Medgar Evers may have lacked the fire and poetry of Martin Luther King, but rarely has a better case been made for desegregation. King appealed to the heart; Evers went for the mind and the soul. He knew how to appeal to the sympathy of whites, and he knew he needed to win at least some of them to his cause. By his own example he could show whites that a black man could be reasonable, and educated, and well spoken. To a white supremacist, Medgar Evers, at that moment, must have seemed like the most dangerous man in Mississippi.

Even the Hederman newspapers couldn’t completely ignore the speech, but the Jackson
Daily News
brushed it aside with a couple of columns and a glib headline: “Mix Drive Talked Up.”

 

On Tuesday morning, May 28, the heat was building on the asphalt of Capitol Street. Three black Tougaloo students, all members of the Youth Council, walked into Woolworth’s and sat down at the whites-only lunch counter.

Nervous waitresses turned off the lights and stopped serving. Ann Moody, Pearlena Lewis, and Memphis Norman sat impassively on the stools as word spread through town and a crowd of white men assembled around them.

It started with a few insults and grew into something unspeakable. Raucous teenagers dumped ketchup and mustard on the heads of the demonstrators. Then an ex-policeman named Benny Oliver grabbed Memphis Norman and threw him to the floor. He was stomped and kicked in the head while white cops stood by and watched.

When word of the sit-in reached NAACP headquarters, Medgar Evers wanted to ride over to Woolworth’s, but John Salter talked him out of it. Salter went, along with some others, and waded into an ugly, surreal scene. Reporters and photographers and TV crews hovered around the counter while the mob threw food and screamed and slapped at the demonstrators. Norman had been hauled away unconscious, under arrest for disorderly conduct. Joan Trumpauer, the white student activist at Tougaloo, took his place and others came to join her. Salter sat down with them. A radio reporter was calling out the blows like a sports announcer at a ball game. Bam! Someone hit Salter on the side of the head, nearly knocking him off the stool. Crack! Another blow from behind. Someone threw a mixture of water and pepper into Salter’s eyes.

Medgar Evers later told Salter that FBI agents were in the store that day. They took notes but made no move to stop the violence. Police broke up the mob only when they started to smash the merchandise.

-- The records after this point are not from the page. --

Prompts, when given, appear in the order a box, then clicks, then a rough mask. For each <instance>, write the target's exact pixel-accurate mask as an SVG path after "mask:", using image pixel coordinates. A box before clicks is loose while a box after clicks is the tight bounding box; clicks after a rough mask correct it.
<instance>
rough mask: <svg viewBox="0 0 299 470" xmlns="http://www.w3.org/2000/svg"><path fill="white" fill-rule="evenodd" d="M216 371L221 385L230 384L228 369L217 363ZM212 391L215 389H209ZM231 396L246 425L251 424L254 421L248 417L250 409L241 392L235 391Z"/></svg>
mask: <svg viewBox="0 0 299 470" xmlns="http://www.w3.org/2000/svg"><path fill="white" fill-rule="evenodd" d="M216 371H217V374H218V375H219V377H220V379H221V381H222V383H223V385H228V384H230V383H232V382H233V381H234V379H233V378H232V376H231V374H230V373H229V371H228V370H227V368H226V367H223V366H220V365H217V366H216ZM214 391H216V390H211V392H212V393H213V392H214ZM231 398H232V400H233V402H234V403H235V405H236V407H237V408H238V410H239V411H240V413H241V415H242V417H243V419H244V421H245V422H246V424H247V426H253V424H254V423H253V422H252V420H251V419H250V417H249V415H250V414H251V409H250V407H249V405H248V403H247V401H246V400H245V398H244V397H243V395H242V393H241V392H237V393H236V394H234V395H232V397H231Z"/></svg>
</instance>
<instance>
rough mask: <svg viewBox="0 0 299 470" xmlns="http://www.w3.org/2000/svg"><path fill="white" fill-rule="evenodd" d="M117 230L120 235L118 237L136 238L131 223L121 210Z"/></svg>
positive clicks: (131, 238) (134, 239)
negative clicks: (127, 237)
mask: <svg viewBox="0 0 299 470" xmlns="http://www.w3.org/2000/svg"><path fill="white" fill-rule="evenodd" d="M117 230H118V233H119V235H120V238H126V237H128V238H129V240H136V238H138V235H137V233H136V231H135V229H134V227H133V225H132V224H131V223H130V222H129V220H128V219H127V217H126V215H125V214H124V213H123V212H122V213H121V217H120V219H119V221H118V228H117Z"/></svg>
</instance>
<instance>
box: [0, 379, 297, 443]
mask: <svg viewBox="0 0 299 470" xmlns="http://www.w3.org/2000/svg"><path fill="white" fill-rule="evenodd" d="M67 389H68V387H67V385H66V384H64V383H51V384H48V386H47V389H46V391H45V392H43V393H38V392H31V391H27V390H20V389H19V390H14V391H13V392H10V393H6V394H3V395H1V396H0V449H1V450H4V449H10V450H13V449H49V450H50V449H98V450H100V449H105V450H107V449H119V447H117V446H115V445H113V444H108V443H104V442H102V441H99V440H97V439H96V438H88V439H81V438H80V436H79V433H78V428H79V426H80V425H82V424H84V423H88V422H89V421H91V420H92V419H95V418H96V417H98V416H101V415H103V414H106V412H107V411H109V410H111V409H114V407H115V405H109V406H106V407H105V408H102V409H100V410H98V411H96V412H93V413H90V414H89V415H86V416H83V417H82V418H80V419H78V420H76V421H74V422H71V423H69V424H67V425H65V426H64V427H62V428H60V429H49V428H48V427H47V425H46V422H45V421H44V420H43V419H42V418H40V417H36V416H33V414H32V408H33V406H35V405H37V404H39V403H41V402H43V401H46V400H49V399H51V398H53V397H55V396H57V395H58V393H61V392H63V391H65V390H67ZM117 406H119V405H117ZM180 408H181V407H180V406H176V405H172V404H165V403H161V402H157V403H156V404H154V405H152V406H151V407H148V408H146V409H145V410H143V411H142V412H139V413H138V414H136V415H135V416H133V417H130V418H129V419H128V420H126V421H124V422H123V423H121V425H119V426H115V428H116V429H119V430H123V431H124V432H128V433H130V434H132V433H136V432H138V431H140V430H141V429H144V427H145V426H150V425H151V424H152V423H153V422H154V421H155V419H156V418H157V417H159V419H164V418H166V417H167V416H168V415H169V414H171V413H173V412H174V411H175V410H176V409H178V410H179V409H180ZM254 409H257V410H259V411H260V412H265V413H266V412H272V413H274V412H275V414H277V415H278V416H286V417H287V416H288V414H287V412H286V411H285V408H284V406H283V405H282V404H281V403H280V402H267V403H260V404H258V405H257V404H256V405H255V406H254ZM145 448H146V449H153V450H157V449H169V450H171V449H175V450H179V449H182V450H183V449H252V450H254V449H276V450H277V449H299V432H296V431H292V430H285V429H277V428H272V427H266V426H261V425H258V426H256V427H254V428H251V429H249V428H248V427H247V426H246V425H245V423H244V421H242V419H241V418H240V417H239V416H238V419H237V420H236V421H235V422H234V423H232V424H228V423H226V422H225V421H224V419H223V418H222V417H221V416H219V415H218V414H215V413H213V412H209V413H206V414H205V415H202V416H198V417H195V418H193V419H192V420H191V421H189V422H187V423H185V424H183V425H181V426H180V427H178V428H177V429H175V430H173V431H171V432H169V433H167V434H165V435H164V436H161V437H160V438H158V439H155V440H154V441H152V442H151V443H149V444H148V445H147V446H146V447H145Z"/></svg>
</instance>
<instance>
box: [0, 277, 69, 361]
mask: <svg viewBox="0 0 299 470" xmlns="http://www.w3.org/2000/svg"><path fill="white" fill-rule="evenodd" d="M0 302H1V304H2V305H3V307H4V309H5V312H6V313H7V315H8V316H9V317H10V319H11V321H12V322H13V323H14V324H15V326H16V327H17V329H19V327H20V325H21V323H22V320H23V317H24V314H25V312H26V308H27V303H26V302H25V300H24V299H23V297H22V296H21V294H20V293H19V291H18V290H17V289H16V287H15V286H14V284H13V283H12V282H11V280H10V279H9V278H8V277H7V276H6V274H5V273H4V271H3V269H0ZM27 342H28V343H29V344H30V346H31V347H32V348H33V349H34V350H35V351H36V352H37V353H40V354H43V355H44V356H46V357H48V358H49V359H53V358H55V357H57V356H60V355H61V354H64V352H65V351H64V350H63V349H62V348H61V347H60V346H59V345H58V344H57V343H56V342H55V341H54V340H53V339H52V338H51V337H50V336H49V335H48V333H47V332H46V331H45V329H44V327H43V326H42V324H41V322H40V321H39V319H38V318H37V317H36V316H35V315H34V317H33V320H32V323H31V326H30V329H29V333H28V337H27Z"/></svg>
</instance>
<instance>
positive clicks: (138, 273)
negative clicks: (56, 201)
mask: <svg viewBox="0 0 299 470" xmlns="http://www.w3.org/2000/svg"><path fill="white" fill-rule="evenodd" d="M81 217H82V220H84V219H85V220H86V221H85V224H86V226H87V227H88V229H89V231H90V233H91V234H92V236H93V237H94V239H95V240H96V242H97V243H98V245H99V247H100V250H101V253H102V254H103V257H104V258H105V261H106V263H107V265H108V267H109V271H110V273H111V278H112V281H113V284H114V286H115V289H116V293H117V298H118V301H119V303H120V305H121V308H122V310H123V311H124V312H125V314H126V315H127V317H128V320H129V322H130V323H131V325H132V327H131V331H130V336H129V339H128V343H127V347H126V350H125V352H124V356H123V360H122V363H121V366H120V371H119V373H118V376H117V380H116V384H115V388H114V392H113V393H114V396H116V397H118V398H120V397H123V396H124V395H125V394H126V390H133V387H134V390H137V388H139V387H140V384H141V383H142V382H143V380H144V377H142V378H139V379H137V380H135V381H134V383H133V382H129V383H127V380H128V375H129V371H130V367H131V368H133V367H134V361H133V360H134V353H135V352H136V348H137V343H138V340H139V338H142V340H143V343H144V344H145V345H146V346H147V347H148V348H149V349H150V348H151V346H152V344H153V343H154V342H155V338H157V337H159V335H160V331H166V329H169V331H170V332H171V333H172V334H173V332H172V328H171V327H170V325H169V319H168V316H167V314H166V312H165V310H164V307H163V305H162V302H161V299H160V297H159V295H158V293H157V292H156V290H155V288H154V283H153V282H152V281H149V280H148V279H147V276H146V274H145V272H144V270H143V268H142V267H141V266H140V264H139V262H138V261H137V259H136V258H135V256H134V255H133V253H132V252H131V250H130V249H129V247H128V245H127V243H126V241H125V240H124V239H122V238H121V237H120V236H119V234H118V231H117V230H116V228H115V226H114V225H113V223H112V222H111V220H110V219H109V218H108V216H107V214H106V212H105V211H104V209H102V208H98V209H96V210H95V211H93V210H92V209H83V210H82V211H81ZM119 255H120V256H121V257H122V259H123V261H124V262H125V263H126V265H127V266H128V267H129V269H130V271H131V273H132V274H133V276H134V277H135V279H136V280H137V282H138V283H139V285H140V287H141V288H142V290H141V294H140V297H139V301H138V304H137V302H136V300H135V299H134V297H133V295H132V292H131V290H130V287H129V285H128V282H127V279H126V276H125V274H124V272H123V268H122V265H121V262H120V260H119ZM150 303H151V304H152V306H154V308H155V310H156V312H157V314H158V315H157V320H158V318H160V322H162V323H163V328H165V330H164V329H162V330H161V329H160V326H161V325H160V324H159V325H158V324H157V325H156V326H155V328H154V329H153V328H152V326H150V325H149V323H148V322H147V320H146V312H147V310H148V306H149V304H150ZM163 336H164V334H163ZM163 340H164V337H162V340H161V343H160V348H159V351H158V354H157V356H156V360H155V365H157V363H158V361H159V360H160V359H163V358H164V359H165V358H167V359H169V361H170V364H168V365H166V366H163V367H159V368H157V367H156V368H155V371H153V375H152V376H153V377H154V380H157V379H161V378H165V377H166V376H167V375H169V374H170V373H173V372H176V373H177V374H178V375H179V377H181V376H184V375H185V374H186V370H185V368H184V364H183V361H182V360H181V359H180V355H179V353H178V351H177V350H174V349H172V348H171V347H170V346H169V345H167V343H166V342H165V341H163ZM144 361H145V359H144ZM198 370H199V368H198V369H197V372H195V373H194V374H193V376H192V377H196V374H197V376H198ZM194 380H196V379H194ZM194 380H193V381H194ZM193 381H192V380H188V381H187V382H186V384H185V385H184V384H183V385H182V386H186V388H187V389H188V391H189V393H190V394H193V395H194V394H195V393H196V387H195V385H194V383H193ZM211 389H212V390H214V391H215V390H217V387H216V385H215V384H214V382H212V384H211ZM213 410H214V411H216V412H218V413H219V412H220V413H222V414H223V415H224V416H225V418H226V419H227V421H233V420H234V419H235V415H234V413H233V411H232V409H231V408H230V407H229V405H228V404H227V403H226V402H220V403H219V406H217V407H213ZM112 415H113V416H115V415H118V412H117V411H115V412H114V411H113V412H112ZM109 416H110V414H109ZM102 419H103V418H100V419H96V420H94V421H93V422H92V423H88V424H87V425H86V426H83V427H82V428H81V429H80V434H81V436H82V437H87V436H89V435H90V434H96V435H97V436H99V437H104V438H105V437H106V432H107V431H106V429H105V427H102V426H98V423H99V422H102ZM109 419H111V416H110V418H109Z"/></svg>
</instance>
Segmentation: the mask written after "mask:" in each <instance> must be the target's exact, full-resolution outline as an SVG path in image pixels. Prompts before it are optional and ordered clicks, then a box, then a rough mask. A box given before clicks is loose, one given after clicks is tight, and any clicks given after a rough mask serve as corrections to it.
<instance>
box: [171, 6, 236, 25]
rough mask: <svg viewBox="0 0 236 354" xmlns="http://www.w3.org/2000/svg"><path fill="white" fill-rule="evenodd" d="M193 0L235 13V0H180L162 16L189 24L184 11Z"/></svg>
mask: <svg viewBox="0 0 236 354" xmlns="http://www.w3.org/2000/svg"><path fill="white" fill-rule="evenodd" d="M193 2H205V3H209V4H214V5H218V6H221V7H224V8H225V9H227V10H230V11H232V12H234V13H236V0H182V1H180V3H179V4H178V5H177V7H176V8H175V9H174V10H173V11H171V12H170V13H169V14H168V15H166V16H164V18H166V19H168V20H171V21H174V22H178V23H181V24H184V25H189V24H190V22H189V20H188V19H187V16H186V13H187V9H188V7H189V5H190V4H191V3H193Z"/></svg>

Many pictures were taken of this scene. One in particular captured the moment and went out over the wires to newspapers around the country. It shows John Salter hunched over the stainless steel counter covered with blood and ketchup and globs of mustard, his blond crew cut dusted with salt and sugar. Behind him a teenager in a checked shirt reaches to pour a canister of sugar over Trumpauer’s neatly coiled hair and down the back of her summer dress. Ann Moody, covered with slop, stares down at her hands, holding back tears. The mob is literally on top of them, leering boys laughing and dragging on cigarettes. There are no police visible in the frame. There is one older man clearly seen at the edge of the mob: Red Hydrick seems to be pushing his way to the front with a hungry, excited grin on his face.